Presenter, Business Daily, BBC World Service
Will the US stimulus package target the right areas?
Professor Michael Porter is boyish in his enthusiasm. His work may be taught at most business schools in the world, but he's no ivory-tower pedant.
Professor Porter, who sweeps his hands expansively through the air while talking at a hundred miles a hour, has been called "the doyen of living management gurus", a pillar of Harvard Business School and author of textbooks on competitive advantage and strategy.
Professor Porter has also advised various governments on economic policy and in the past was picked out to lead a presidential commission by Ronald Reagan.
So when he expresses concern that the US government's economic stimulus package has not targeted the right areas, it's worth listening to his arguments.
Professor Porter concedes that America does need something to stimulate its ailing economy.
But he is not impressed with the shape of the package presented to the US Congress - leaving aside the controversy over the "Buy America" clause.
We're falling into the trap of taking an enormous amount of money that we really don't have right now, and not necessarily spending it well
The current package includes almost $300bn (£205bn) of tax-cuts and twice that in extra government spending, which would extend unemployment benefits, and increase spending in some areas of healthcare, education and transport.
It is all meant to give a short-term jolt to the economy and set in motion projects that will create jobs over the longer term.
The plan has left Professor Porter frustrated.
In his opinion, much of it displays "the usual pork-barrel, favourite projects" and he insists that America ought to be identifying the fundamental challenges facing its economy and the country and investing in those.
The country, he says, ought to focus on "issues which would be critical constraints to our future".
In Professor Porter's view, those include the problem of access to higher education, and a dearth of spending on research and development.
He accepts that some parts of the stimulus package addresses those subjects, but not enough; much of it is about the politics of local self-interest, he believes.
'Washington is broken'
Asked why the plan from the Obama team is being rushed through, Professor Porter considers for a moment, before saying:: "I don't think it's so much their plan.
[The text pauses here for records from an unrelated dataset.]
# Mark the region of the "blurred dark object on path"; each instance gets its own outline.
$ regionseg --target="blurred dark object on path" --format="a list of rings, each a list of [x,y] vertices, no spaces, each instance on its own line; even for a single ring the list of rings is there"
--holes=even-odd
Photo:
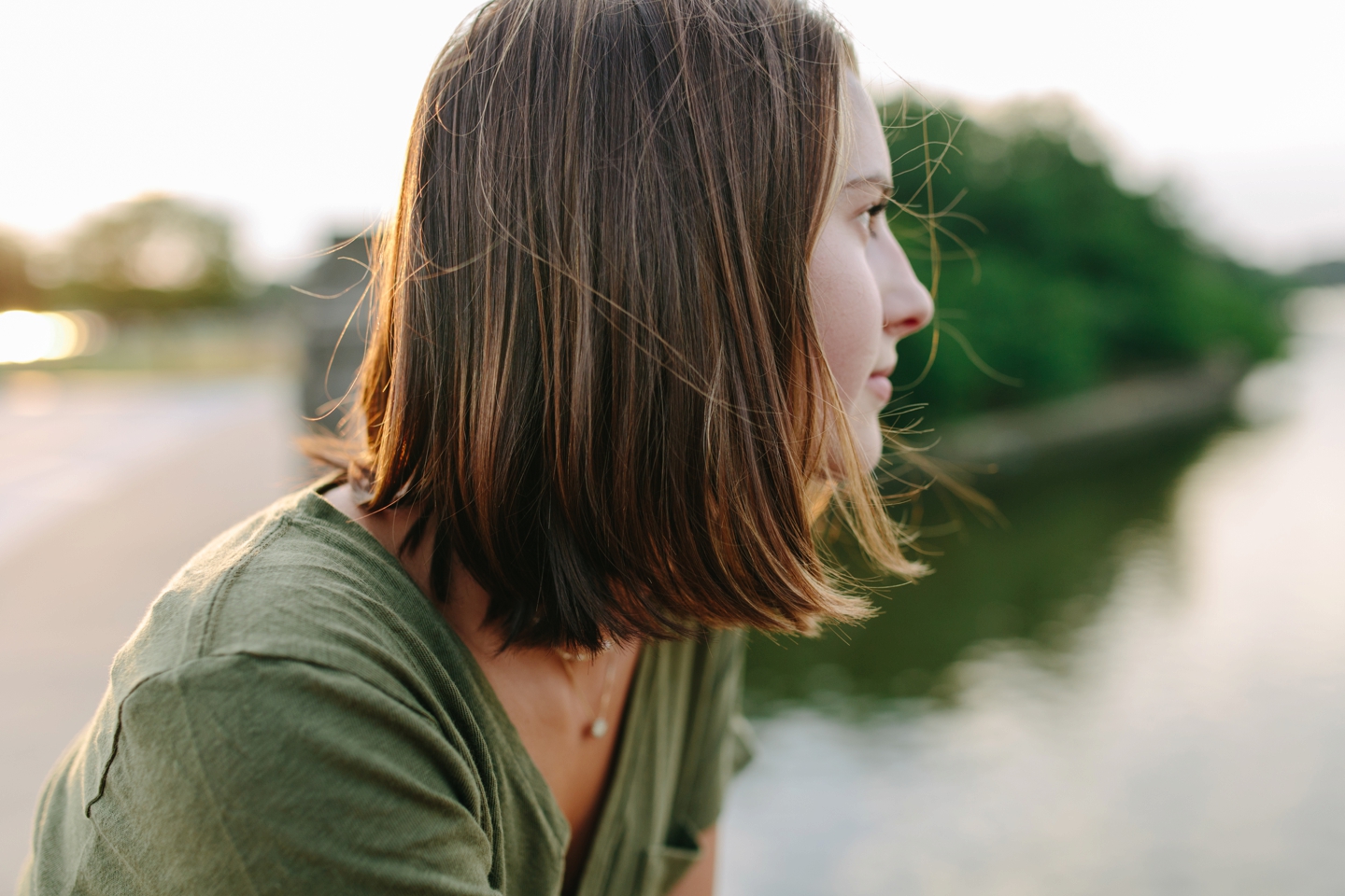
[[[1345,283],[1345,259],[1319,262],[1317,265],[1299,267],[1294,277],[1310,286],[1336,286],[1338,283]]]
[[[90,215],[27,267],[43,308],[85,308],[113,318],[230,309],[258,294],[238,269],[233,223],[161,193]]]
[[[304,329],[303,414],[336,433],[354,402],[352,386],[369,339],[369,234],[338,235],[296,289]]]

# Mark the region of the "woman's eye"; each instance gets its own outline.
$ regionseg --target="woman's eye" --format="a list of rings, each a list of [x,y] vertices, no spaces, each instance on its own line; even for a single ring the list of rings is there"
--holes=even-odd
[[[869,206],[869,208],[865,210],[863,214],[869,216],[869,227],[870,228],[876,227],[878,224],[878,222],[882,222],[882,220],[888,219],[888,206],[889,204],[890,203],[888,200],[882,200],[877,206]]]

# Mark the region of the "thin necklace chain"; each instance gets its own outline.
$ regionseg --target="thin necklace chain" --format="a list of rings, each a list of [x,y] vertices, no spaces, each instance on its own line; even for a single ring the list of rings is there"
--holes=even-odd
[[[565,677],[570,680],[570,690],[578,695],[580,700],[584,701],[585,708],[593,716],[585,731],[592,737],[601,737],[611,729],[611,723],[607,720],[607,708],[612,703],[612,682],[616,681],[616,658],[607,661],[607,674],[603,676],[603,692],[599,695],[597,712],[593,711],[593,704],[589,701],[588,695],[580,688],[578,681],[574,680],[574,669],[570,668],[572,662],[582,662],[585,660],[597,660],[599,654],[607,653],[612,649],[611,641],[603,642],[603,649],[596,653],[569,653],[566,650],[557,650],[557,656],[561,657],[561,665],[565,668]]]

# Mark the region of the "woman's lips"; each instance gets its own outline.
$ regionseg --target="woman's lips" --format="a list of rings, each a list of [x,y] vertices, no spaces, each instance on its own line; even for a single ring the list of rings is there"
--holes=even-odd
[[[872,373],[865,386],[870,392],[877,395],[884,404],[892,400],[892,380],[888,379],[888,373]]]

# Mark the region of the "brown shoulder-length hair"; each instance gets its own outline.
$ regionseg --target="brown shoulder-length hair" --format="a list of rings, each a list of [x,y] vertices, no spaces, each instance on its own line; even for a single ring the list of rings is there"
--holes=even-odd
[[[919,571],[822,357],[807,261],[853,52],[799,0],[494,0],[421,95],[350,478],[506,645],[808,633],[868,604],[827,502]]]

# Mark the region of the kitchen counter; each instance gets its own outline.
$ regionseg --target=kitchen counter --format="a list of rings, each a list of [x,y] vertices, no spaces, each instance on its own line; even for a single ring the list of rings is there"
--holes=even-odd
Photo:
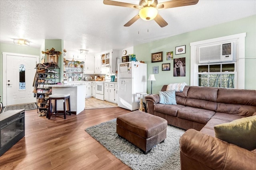
[[[51,84],[49,85],[48,86],[49,87],[77,87],[80,86],[84,86],[84,83],[68,83],[67,84]]]
[[[51,85],[50,86],[52,87],[52,94],[57,93],[70,94],[70,108],[72,113],[78,115],[84,109],[85,84],[74,83],[73,82],[65,84]],[[63,102],[60,100],[57,101],[57,106],[58,110],[63,110]]]

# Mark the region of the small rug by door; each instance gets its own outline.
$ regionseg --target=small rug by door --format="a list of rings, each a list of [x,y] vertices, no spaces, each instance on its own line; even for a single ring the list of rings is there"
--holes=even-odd
[[[118,137],[116,119],[89,127],[86,131],[133,170],[180,170],[180,137],[185,130],[168,125],[167,138],[144,154],[137,147]]]
[[[4,107],[4,111],[10,110],[18,110],[25,109],[25,110],[33,110],[37,108],[35,103],[25,103],[24,104],[16,104],[14,105],[8,106]]]

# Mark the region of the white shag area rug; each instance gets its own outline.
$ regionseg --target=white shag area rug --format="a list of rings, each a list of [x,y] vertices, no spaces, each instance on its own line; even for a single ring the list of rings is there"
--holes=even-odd
[[[180,170],[180,138],[185,130],[168,125],[164,142],[147,154],[116,133],[116,119],[85,129],[116,158],[133,170]]]

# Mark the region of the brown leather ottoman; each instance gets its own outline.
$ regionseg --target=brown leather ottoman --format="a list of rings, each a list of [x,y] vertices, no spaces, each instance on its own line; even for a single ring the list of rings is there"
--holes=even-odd
[[[136,111],[116,118],[116,133],[146,154],[166,138],[167,121],[158,116]]]

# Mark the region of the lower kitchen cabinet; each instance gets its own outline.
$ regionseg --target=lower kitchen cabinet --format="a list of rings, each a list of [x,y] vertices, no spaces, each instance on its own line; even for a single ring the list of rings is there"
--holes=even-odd
[[[92,82],[92,96],[95,98],[96,97],[96,83]]]
[[[109,84],[104,83],[104,100],[106,101],[109,100]]]
[[[86,82],[85,98],[90,98],[92,96],[92,82]]]
[[[112,103],[117,103],[117,84],[104,83],[104,100]]]
[[[109,101],[115,103],[115,84],[110,83],[109,85]]]

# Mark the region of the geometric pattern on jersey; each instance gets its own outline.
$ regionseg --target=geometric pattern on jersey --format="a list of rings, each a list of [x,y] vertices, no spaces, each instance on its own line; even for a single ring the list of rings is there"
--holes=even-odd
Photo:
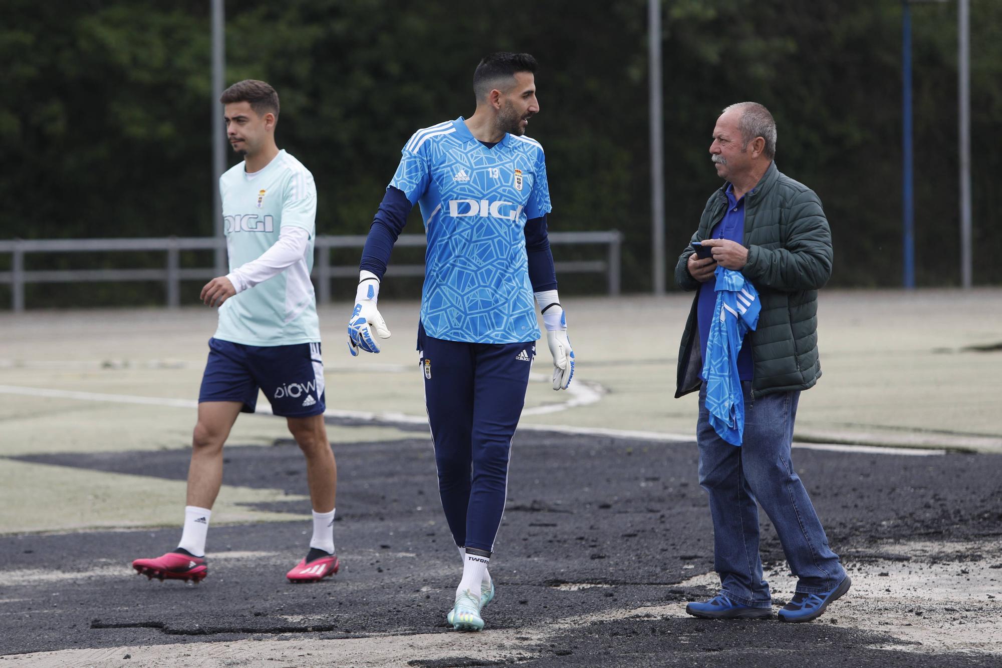
[[[716,306],[706,342],[702,377],[706,379],[706,411],[713,430],[731,445],[744,435],[744,396],[737,372],[737,353],[748,330],[759,324],[759,292],[740,272],[716,268]]]
[[[460,116],[418,130],[401,153],[390,186],[420,206],[425,222],[421,322],[428,335],[538,339],[525,222],[551,210],[542,146],[506,133],[488,148]]]
[[[317,187],[303,163],[280,150],[247,175],[241,160],[219,178],[229,271],[257,260],[279,241],[283,226],[303,228],[303,257],[277,276],[233,295],[219,307],[214,338],[250,346],[320,341],[313,269]]]

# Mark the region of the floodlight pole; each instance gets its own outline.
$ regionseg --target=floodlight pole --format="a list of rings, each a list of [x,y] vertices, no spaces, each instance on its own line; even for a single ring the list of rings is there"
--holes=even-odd
[[[968,0],[957,3],[958,116],[960,130],[960,274],[961,285],[971,287],[971,67]]]
[[[661,2],[647,0],[647,58],[650,87],[650,241],[655,295],[664,294],[664,136],[661,107]]]
[[[901,144],[904,276],[906,290],[915,288],[915,194],[912,178],[912,10],[904,0],[901,18]]]
[[[222,92],[225,67],[225,35],[223,33],[222,0],[212,0],[212,230],[219,242],[215,248],[215,274],[226,273],[225,235],[222,231],[222,202],[219,199],[219,177],[226,169],[223,140],[226,136],[222,125],[219,94]]]

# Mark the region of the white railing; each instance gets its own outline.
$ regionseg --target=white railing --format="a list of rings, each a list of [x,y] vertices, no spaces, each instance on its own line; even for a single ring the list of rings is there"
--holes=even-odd
[[[606,247],[605,257],[598,260],[578,260],[557,262],[558,276],[576,273],[605,274],[606,287],[610,295],[618,295],[620,289],[620,252],[622,234],[616,230],[607,232],[551,232],[550,244],[599,245]],[[365,246],[365,235],[319,236],[314,244],[317,254],[313,278],[317,283],[317,301],[331,302],[331,279],[358,276],[358,263],[333,265],[332,249]],[[424,235],[402,235],[396,246],[425,246]],[[11,307],[15,313],[24,311],[24,287],[29,283],[114,283],[131,281],[162,281],[167,288],[167,306],[180,304],[180,282],[205,280],[218,276],[214,267],[182,268],[181,251],[206,251],[224,247],[223,240],[211,237],[165,237],[148,239],[37,239],[0,241],[0,253],[11,254],[10,271],[0,272],[0,285],[11,286]],[[24,256],[36,253],[107,253],[158,251],[166,254],[162,269],[55,269],[26,270]],[[391,264],[387,276],[424,276],[423,264]]]

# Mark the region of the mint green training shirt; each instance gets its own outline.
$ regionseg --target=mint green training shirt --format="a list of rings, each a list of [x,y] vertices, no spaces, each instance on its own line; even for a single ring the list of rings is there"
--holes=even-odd
[[[310,234],[304,257],[219,307],[215,338],[252,346],[320,341],[317,298],[310,272],[316,237],[317,187],[303,163],[280,150],[268,165],[246,174],[244,162],[219,178],[229,271],[257,260],[279,240],[282,226]]]

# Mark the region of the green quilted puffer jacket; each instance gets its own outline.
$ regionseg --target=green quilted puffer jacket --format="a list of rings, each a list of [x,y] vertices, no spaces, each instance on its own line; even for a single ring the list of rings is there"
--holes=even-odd
[[[692,241],[709,236],[727,207],[726,185],[713,193]],[[783,175],[776,162],[744,196],[744,244],[747,264],[741,274],[759,291],[759,326],[744,337],[755,361],[753,397],[805,390],[821,377],[818,359],[818,289],[832,276],[832,231],[821,200],[810,188]],[[699,282],[686,269],[691,247],[678,257],[675,284],[696,290]],[[678,348],[675,396],[699,389],[702,351],[692,300]]]

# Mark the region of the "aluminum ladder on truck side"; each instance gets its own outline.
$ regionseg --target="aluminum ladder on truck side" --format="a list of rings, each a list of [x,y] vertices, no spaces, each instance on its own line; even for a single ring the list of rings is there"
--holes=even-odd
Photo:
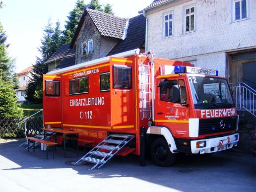
[[[142,62],[139,64],[139,82],[141,85],[141,99],[140,100],[142,109],[141,120],[145,118],[148,120],[151,118],[151,94],[150,91],[150,64],[144,64]]]
[[[98,169],[100,169],[134,137],[134,135],[130,134],[111,134],[74,164],[78,165],[83,162],[87,162],[95,164],[90,169],[91,170],[97,166]],[[107,152],[103,152],[103,150]]]

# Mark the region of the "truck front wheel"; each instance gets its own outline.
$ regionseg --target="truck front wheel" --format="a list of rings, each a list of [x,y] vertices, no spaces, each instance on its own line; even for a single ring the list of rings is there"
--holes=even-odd
[[[163,138],[154,140],[150,145],[150,156],[154,163],[161,167],[169,167],[175,161],[175,154],[170,150],[166,140]]]

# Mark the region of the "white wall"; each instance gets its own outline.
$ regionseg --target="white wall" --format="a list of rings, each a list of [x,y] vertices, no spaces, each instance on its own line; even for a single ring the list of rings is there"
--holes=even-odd
[[[146,12],[147,50],[157,57],[218,69],[224,76],[226,52],[256,46],[256,0],[249,0],[249,19],[232,21],[233,0],[176,0]],[[183,32],[184,8],[195,5],[195,31]],[[163,15],[173,11],[173,36],[163,38]]]
[[[21,96],[21,91],[16,91],[16,96],[18,98],[18,101],[25,101],[26,99],[25,99],[25,97],[24,96]]]

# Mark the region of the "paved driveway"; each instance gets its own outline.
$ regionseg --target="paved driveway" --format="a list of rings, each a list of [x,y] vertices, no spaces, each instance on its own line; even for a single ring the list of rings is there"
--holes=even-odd
[[[47,160],[39,148],[28,152],[24,140],[0,143],[1,192],[255,192],[256,161],[252,155],[223,151],[209,156],[180,155],[168,168],[150,160],[140,167],[138,156],[114,157],[100,169],[70,165],[58,147]],[[75,150],[67,153],[75,155]],[[83,151],[79,151],[82,156]],[[49,153],[51,158],[51,153]]]

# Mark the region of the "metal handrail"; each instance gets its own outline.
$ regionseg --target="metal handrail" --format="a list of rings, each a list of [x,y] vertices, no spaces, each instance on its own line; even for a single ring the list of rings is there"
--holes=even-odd
[[[247,88],[248,89],[250,89],[250,90],[251,90],[252,92],[254,92],[254,93],[256,94],[256,90],[254,89],[254,88],[253,88],[251,87],[250,87],[249,85],[248,85],[247,84],[245,83],[244,83],[243,82],[240,82],[240,83],[229,83],[229,85],[230,85],[230,87],[234,87],[234,86],[232,86],[232,85],[239,85],[239,84],[240,84],[240,85],[241,85],[241,84],[242,84],[242,85],[243,85],[243,86],[245,86],[245,86],[246,86],[246,87],[247,87]]]
[[[248,111],[256,117],[256,90],[244,82],[230,83],[236,106]]]
[[[36,113],[35,113],[34,114],[33,114],[32,116],[29,116],[26,119],[24,119],[24,120],[23,120],[22,121],[21,121],[19,122],[19,123],[18,124],[18,125],[17,126],[17,127],[18,128],[19,126],[19,125],[22,123],[22,122],[24,122],[25,123],[24,124],[24,129],[25,129],[25,136],[26,137],[26,138],[27,137],[27,128],[26,127],[26,121],[29,119],[29,118],[30,118],[31,117],[33,117],[35,115],[38,114],[38,113],[39,112],[41,112],[41,111],[42,111],[43,110],[43,109],[41,109],[41,110],[38,111]],[[44,128],[45,128],[45,126],[44,125],[44,114],[43,114],[43,126],[44,127]]]

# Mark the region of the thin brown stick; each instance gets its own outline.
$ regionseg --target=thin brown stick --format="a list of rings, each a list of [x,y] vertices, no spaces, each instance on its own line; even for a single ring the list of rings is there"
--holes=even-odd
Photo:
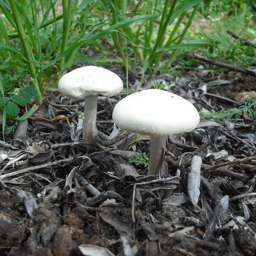
[[[250,162],[254,158],[256,157],[255,156],[248,156],[247,157],[244,157],[242,159],[237,159],[236,160],[234,160],[231,162],[228,162],[225,163],[221,163],[220,164],[218,164],[214,165],[211,165],[209,167],[205,168],[203,171],[201,172],[201,174],[205,174],[207,172],[211,170],[214,169],[217,169],[220,167],[222,167],[227,165],[230,165],[229,168],[233,165],[235,165],[238,164],[241,164],[242,163],[246,163],[247,162]]]
[[[228,30],[226,31],[229,35],[230,35],[232,37],[235,38],[236,39],[239,39],[242,40],[244,43],[244,45],[247,46],[250,46],[254,48],[256,48],[255,46],[255,42],[247,39],[245,39],[242,36],[239,36],[235,33],[233,33],[230,30]]]
[[[225,68],[233,71],[240,72],[240,73],[251,76],[252,76],[256,77],[256,73],[252,71],[244,69],[241,68],[238,68],[237,67],[236,67],[233,65],[231,65],[230,64],[228,64],[227,63],[224,63],[218,60],[211,60],[207,57],[204,57],[197,53],[194,53],[193,57],[197,60],[202,60],[204,62],[209,63],[210,64],[212,64],[213,65],[214,65],[216,66]]]
[[[134,207],[135,204],[135,190],[136,189],[136,183],[133,184],[133,190],[132,191],[132,219],[133,227],[135,228],[135,218],[134,217]]]
[[[229,202],[234,201],[235,200],[238,200],[239,199],[242,199],[245,197],[256,197],[256,193],[248,193],[246,194],[238,195],[237,196],[235,196],[229,198]]]
[[[111,149],[111,150],[112,150],[112,148]],[[86,155],[86,156],[90,157],[90,156],[95,156],[100,153],[108,152],[110,151],[110,150],[107,150],[101,151],[100,152],[95,152],[93,153],[92,153],[91,154],[89,154]],[[83,157],[84,157],[84,156],[78,156],[77,158],[79,159],[82,158]],[[38,170],[38,169],[41,169],[42,168],[45,168],[47,167],[54,166],[58,164],[67,164],[74,161],[74,157],[70,157],[70,158],[67,158],[67,159],[61,159],[60,160],[58,160],[57,161],[54,161],[53,162],[50,162],[49,163],[47,163],[46,164],[39,164],[38,165],[32,166],[30,167],[28,167],[27,168],[24,168],[24,169],[21,169],[21,170],[18,171],[15,171],[9,173],[6,173],[6,174],[3,174],[2,175],[0,175],[0,179],[3,180],[6,178],[12,177],[13,176],[18,175],[21,174],[21,173],[23,173],[24,172],[31,172],[33,171]]]

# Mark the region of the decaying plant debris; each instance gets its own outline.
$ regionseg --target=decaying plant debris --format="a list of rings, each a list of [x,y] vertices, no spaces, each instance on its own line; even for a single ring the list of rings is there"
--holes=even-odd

President Obama has an ability to break the pattern - it will be interesting to see if he can use his tremendous amazing popularity
"It's a plan that's come out of the political process in Washington," he adds.
That's the trouble.
In his view "Washington is broken".
"It's not good at strategic thinking and it's become a circus that jumps from issue to issue and soundbite to soundbite."
Professor Porter believes the US has never dealt with any of the real issues that affect its competitiveness, such as healthcare and public education.
Any suggestion that these are major problems that need time and thought for wholesale reform, time that America's economy does not have, are met with a reminder that there are short-term things that could be done immediately.
Billions of dollars have already been spent helping suffering homeowners
One example would be providing better access to higher education.
Increasingly, Professor Porter insists, university is unaffordable.
America's educational attainment in terms of university education has "not gone anywhere in 20 years".
The stimulus could provide student loans and grants to support kids going to college, and grants to allow people to re-train, he suggests.
"This kind of activity does put money into the economy. It helps the short-term problem, but it's investing behind a fundamental priority, and if we don't address that priority, the country's not going anywhere."
'Nip and tuck'
Professor Porter's is not the only voice raised in criticism of the existing stimulus package.
Any number of politicians and economists have expressed a range of concerns, but his centre on America's long-term competitiveness.
He still hopes though, that the plan may yet be adjusted.
"President Obama has an ability to break the pattern", he muses.
"It will be interesting to see if he can use his tremendous, amazing popularity to start to nip and tuck on this stimulus package and get more of it aligned with the nation's real agenda."
He professes to have enormous respect for President Obama's economic team, but tempers that with a concern that he "would like to see some more business expertise and credentials in his people".
But could the United States manage to re-invent itself?
Professor Porter sighs and talks about his tremendous faith in the resiliency and dynamism of the US economy "which over and over again, takes its hits and moves on".
People across the world should not be pessimistic about the US, he insists, though there is a "but".
With the current stimulus plan, he says, "we're falling into the trap of taking an enormous amount of money that we really don't have right now, and not necessarily spending it well".